Es difícil responder a un artículo como el publicado por Juan Luis Font el 16 de marzo en El Periódico. El artículo es una crítica del autor a la fe evangélica de Guatemala a través de su entendimiento particular de la fe, teología, eclesiología, método y liderazgo evangélico. Es un entendimiento que parte de un claro prejuicio en contra de los evangélicos y un rechazo a lo acontecido la semana del 13 de marzo en Guatemala con el Festival de Luis Palau.

En una época en dónde se predica desde los púlpitos seculares de la academia, la prensa y las opiniones de “expertos” la tolerancia, el respeto y la diversidad, atacar y burlarse de los evangélicos pareciera ser en Guatemala el único prejuicio aún celebrado y socialmente aceptable.

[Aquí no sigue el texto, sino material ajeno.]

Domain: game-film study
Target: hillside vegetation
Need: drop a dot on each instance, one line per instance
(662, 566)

El artículo resalta dos temas importantes. El primero, es que existe una profunda ignorancia sobre lo que significa ser evangélico en general, y lo que significa ser evangélico en Guatemala en particular. Se parte de supuestos como la pobre preparación académica/teológica de los líderes evangélicos, se reduce la fe evangélica a una simple transacción de dinero por paz espiritual, y se ataca el uso de medios culturalmente relevantes para la comunicación del mensaje a distintas personas en distintos lugares y situaciones, como si la fe fuese algo exclusivo de la Edad Media y los cantos gregorianos. Se desconoce también la realidad de que existen muchísimos guatemaltecos de todas partes del país y de todos los estratos sociales, culturales y económicos que han abrazado la expresión evangélica del cristianismo. ¿Somos perfectos? No. ¿Tenemos todas las respuestas? No. Ser cristiano significa admitir no ser perfecto ni mejor que los demás. Ser cristiano significa depositar nuestra esperanza únicamente en Jesús, autor y consumador de nuestra fe.

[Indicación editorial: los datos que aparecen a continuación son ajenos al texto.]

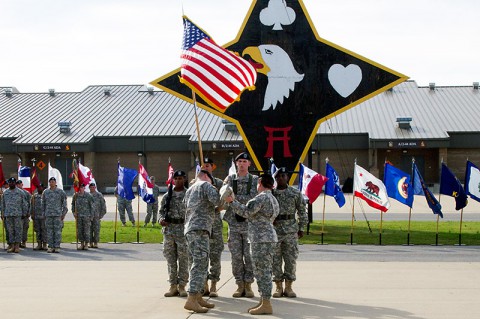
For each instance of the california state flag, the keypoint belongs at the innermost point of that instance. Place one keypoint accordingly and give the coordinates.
(370, 189)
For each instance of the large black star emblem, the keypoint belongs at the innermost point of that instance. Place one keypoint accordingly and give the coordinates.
(302, 81)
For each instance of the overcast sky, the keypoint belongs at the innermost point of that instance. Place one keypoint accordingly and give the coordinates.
(70, 44)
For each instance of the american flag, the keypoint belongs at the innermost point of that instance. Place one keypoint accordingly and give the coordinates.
(217, 75)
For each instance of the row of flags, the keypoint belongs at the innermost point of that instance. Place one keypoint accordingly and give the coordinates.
(396, 184)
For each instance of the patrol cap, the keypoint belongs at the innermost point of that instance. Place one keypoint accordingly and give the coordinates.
(179, 173)
(243, 155)
(209, 161)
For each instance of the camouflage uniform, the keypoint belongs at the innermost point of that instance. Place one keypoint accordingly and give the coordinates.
(99, 208)
(238, 230)
(38, 217)
(260, 213)
(200, 201)
(14, 209)
(291, 201)
(152, 209)
(216, 241)
(174, 242)
(82, 207)
(54, 203)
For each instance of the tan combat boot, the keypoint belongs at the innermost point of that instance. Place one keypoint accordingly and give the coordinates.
(173, 291)
(39, 246)
(278, 289)
(265, 308)
(192, 303)
(213, 289)
(202, 302)
(181, 291)
(288, 289)
(240, 290)
(248, 290)
(206, 292)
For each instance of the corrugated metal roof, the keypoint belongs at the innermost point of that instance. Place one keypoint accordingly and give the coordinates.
(434, 113)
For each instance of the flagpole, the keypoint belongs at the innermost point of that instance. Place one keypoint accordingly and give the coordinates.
(200, 149)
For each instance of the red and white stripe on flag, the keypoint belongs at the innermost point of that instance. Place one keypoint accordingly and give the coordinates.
(370, 189)
(216, 74)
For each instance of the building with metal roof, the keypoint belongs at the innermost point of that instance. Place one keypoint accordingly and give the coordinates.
(131, 123)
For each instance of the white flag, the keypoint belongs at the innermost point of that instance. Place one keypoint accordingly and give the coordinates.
(53, 172)
(370, 189)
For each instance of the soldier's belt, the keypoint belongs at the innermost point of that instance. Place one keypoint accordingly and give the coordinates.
(285, 217)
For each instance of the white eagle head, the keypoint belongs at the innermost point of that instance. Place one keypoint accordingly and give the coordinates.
(275, 63)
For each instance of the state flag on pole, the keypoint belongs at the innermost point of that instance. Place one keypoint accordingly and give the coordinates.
(472, 181)
(310, 183)
(451, 186)
(125, 179)
(398, 184)
(370, 189)
(145, 187)
(216, 74)
(332, 187)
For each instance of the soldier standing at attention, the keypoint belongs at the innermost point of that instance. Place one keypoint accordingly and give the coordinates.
(172, 218)
(54, 201)
(289, 230)
(25, 219)
(216, 239)
(82, 211)
(260, 212)
(123, 205)
(99, 210)
(200, 201)
(244, 187)
(152, 208)
(14, 208)
(38, 217)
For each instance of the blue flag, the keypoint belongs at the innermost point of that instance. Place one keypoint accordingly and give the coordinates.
(126, 176)
(451, 186)
(398, 184)
(332, 187)
(420, 188)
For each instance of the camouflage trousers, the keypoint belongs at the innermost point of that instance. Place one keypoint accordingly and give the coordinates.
(40, 229)
(175, 252)
(198, 251)
(152, 211)
(262, 258)
(25, 226)
(83, 228)
(216, 249)
(14, 227)
(95, 230)
(286, 252)
(242, 268)
(54, 225)
(122, 207)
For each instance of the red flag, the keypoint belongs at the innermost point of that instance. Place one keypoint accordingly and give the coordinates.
(217, 75)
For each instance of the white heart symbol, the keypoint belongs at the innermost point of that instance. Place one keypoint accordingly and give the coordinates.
(345, 80)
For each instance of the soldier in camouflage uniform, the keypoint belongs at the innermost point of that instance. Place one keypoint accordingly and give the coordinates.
(172, 218)
(14, 209)
(38, 217)
(123, 205)
(200, 201)
(289, 230)
(99, 210)
(260, 212)
(216, 239)
(82, 209)
(152, 208)
(244, 186)
(26, 219)
(54, 201)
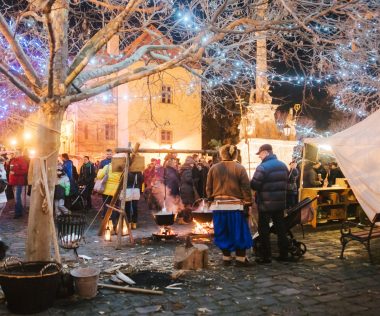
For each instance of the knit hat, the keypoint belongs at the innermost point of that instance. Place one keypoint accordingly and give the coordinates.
(228, 152)
(189, 160)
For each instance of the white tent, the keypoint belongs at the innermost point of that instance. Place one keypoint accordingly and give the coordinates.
(357, 151)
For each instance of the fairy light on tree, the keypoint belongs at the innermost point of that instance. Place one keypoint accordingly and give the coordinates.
(217, 38)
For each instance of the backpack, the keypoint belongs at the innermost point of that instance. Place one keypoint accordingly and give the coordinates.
(19, 166)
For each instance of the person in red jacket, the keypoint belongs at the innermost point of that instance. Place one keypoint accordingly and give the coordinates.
(18, 173)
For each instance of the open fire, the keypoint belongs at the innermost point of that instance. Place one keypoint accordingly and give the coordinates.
(166, 232)
(206, 228)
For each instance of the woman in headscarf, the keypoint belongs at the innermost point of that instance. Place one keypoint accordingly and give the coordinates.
(188, 188)
(229, 190)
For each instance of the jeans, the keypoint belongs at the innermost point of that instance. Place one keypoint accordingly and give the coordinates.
(18, 207)
(114, 215)
(60, 207)
(131, 210)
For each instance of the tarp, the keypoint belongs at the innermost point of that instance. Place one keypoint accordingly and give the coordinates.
(357, 151)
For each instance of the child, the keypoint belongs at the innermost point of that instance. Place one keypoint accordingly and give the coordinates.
(62, 189)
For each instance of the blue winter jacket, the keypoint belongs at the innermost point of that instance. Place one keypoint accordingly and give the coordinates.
(270, 181)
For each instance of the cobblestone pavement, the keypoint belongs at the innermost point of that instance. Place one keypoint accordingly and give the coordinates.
(319, 284)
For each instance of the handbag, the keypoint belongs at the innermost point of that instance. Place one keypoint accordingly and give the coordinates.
(3, 185)
(132, 194)
(100, 184)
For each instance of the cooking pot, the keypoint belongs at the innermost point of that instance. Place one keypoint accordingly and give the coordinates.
(202, 217)
(164, 218)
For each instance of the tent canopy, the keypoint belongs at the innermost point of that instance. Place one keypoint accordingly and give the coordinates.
(357, 151)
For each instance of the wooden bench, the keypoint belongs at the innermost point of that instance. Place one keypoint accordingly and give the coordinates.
(363, 234)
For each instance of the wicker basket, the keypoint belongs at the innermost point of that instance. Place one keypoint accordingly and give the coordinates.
(30, 287)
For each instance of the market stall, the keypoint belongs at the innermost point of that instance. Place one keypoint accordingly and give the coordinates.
(357, 152)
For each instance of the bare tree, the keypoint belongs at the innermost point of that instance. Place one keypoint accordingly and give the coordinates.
(217, 36)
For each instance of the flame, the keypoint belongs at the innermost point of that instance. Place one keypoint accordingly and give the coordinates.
(167, 231)
(203, 228)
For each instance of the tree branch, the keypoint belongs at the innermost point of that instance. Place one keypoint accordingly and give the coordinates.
(97, 42)
(19, 53)
(107, 70)
(49, 27)
(119, 7)
(124, 78)
(17, 82)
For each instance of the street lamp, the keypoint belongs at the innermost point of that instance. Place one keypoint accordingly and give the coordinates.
(287, 130)
(13, 143)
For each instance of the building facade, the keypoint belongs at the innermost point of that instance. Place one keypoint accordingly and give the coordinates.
(162, 111)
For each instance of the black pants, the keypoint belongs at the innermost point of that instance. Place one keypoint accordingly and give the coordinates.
(131, 210)
(87, 194)
(264, 232)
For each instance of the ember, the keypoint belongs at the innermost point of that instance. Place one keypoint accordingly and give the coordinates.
(165, 232)
(206, 228)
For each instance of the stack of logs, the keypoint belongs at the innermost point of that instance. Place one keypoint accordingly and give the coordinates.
(191, 256)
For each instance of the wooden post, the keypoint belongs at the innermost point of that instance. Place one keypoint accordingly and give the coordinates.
(51, 211)
(122, 206)
(116, 196)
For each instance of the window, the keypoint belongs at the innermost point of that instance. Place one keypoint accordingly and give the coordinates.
(166, 94)
(166, 137)
(109, 130)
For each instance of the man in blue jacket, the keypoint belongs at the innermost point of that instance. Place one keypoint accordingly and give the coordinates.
(270, 182)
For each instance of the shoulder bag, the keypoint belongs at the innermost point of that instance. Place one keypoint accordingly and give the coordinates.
(100, 184)
(133, 194)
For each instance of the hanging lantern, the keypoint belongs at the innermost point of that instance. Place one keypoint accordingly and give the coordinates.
(125, 228)
(110, 225)
(107, 235)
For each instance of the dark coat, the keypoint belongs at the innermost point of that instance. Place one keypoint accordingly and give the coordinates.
(270, 181)
(310, 177)
(87, 173)
(292, 181)
(203, 171)
(18, 171)
(67, 167)
(333, 175)
(131, 180)
(187, 185)
(172, 180)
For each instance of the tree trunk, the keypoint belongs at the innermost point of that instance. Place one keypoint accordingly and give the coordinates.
(47, 135)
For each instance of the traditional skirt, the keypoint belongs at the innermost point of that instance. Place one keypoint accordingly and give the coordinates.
(231, 230)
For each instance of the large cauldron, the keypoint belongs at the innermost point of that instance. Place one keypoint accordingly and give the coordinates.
(30, 287)
(164, 218)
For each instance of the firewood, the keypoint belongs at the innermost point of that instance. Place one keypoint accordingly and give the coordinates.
(191, 256)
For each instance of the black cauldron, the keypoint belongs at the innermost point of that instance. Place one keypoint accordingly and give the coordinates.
(202, 217)
(30, 287)
(164, 219)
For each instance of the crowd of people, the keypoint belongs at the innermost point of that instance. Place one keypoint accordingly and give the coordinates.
(224, 184)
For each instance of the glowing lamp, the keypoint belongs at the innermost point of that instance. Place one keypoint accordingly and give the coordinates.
(107, 234)
(27, 135)
(13, 142)
(32, 153)
(287, 130)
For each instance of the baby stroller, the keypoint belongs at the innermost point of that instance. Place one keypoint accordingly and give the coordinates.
(301, 213)
(77, 201)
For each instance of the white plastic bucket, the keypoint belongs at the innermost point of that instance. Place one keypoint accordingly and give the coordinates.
(86, 281)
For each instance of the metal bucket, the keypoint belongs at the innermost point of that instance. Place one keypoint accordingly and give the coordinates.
(30, 287)
(86, 281)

El segundo tema que me preocupa de este artículo es la constante contraposición de una fe contra la otra. Inicia una confrontación entre ambas expresiones del cristianismo sobre la base de críticas a los métodos y a estilos, sin realmente tocar bases teológicas profundas. Es un argumento picante porque tienta con críticas a temas de finanzas, estilos de comunicación e incluso, desacredita a una de las personas invitadas a presentarse en la actividad a través de una celebración personal del pecado. ¿Qué se gana con esto? ¿Se construye una Guatemala diferente a través del incentivo a guerras religiosas internas?

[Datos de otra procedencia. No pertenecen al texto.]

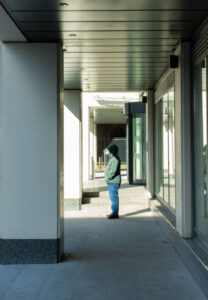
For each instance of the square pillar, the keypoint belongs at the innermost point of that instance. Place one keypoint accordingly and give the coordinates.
(150, 143)
(183, 141)
(72, 150)
(31, 153)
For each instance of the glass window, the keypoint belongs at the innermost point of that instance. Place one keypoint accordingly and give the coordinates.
(171, 137)
(165, 149)
(139, 152)
(200, 150)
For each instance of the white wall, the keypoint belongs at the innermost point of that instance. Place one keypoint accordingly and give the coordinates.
(30, 91)
(87, 101)
(72, 145)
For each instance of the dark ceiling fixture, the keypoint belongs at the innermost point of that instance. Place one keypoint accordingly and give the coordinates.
(63, 4)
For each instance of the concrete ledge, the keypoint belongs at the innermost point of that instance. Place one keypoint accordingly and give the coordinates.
(193, 255)
(72, 204)
(26, 251)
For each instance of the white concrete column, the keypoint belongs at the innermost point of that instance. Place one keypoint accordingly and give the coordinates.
(150, 144)
(95, 144)
(72, 150)
(31, 153)
(85, 140)
(183, 141)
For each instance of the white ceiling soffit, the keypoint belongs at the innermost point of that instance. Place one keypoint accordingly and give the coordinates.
(109, 116)
(9, 32)
(110, 45)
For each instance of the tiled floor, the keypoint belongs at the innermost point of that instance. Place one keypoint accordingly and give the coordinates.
(125, 259)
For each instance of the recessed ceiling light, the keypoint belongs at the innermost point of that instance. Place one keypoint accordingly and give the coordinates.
(63, 4)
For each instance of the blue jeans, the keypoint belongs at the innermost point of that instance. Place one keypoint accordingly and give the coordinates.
(113, 194)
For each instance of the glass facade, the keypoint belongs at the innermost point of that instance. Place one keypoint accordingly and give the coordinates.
(200, 152)
(139, 151)
(165, 149)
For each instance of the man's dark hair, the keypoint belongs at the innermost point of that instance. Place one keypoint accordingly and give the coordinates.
(113, 149)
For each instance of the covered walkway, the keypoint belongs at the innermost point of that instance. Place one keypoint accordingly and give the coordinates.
(128, 258)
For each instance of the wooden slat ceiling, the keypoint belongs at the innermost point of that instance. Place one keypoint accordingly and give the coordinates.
(111, 45)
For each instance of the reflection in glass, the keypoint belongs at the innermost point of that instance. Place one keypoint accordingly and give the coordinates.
(200, 151)
(165, 149)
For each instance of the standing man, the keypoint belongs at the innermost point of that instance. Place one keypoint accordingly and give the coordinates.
(113, 179)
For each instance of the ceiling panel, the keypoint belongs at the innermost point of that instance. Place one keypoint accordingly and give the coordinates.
(107, 5)
(110, 45)
(68, 15)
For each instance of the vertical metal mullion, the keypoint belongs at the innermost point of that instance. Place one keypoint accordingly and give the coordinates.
(206, 59)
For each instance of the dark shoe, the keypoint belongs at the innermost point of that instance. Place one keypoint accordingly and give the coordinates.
(113, 216)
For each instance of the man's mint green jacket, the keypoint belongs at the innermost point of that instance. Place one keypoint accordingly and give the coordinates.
(112, 172)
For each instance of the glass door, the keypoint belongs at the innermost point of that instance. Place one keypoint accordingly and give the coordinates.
(139, 153)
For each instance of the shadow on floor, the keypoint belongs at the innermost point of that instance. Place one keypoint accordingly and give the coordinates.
(135, 213)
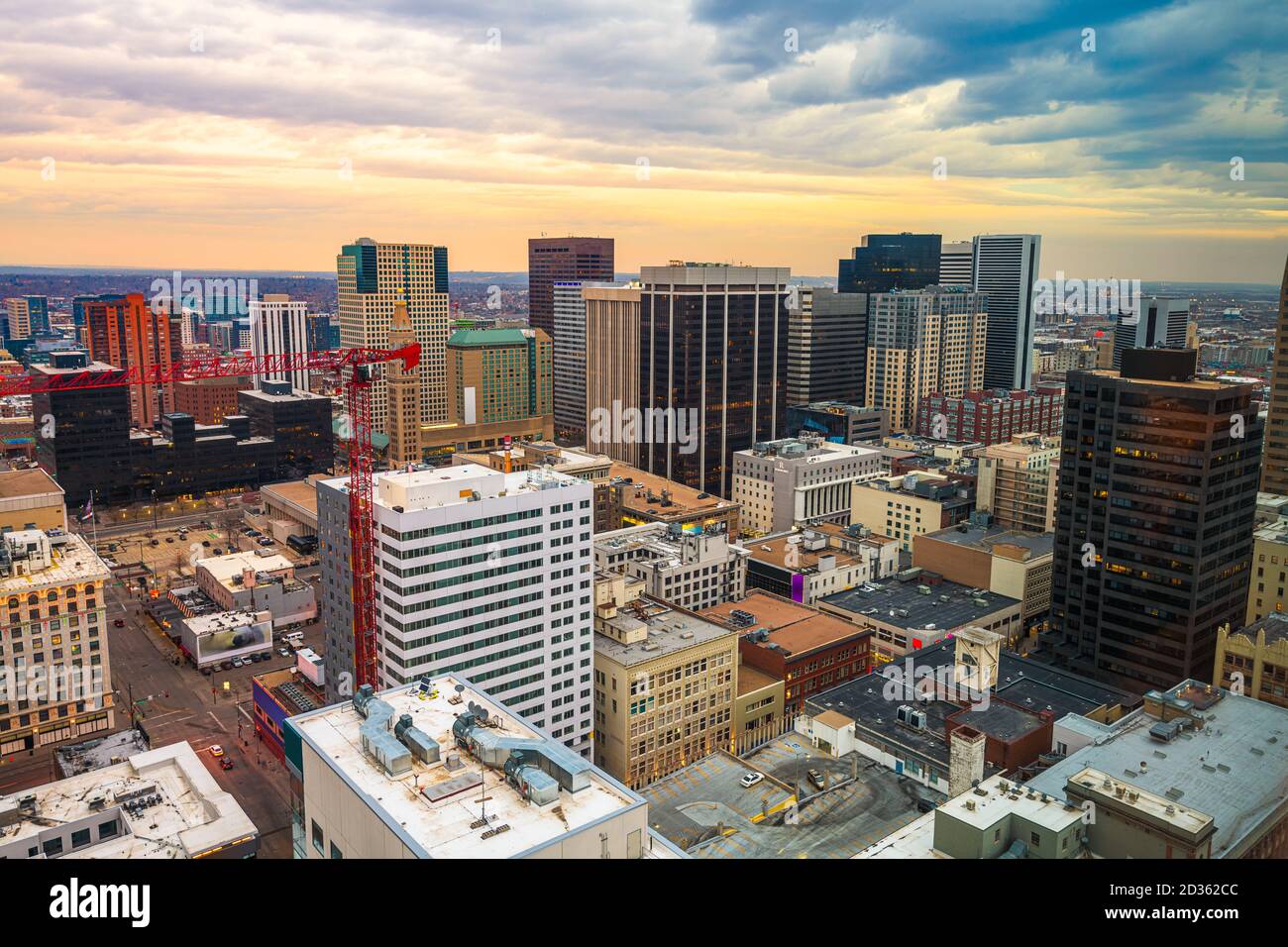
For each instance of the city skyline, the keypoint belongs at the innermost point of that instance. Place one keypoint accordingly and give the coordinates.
(739, 134)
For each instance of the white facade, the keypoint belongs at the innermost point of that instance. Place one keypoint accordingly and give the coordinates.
(570, 363)
(279, 328)
(790, 483)
(489, 575)
(1005, 268)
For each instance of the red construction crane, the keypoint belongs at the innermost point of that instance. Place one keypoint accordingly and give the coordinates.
(359, 402)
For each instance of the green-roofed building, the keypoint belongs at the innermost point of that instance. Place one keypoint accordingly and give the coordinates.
(500, 373)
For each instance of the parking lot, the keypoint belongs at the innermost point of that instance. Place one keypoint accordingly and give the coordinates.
(704, 808)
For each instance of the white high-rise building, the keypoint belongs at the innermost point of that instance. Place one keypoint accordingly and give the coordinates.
(278, 326)
(957, 263)
(1005, 268)
(481, 574)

Sr. Font, el ejercicio responsable de la libertad, especialmente de aquellos que tienen la fortuna sobre más del 95% de Guatemaltecos de haber tenido acceso a una educación muchísimo más completa que los escasos 3 años de escolaridad promedio en el país y tienen el privilegio del uso de la palabra y la pluma para comunicarse a grandes grupos de personas, exige respeto por las distintas expresiones de fe, objetividad en el análisis de los fenómenos sobre los que se quiere comentar, y en el caso particular del tema tocado, un esfuerzo mínimo por conocer su propia teología y la de aquellos que creen distinto a usted (sean Católicos o Evangélicos). El Cristianismo –Católico y Evangélico- en Guatemala sigue pujante y existe muchísima más unidad, cooperación y entendimiento, porque nuestro foco es uno, Jesús. Artículos como el suyo nos mueven a fortalecernos en nuestra fe, a compartirla más con otros y a reconocer que cuándo los perros ladran, es porque vamos avanzando.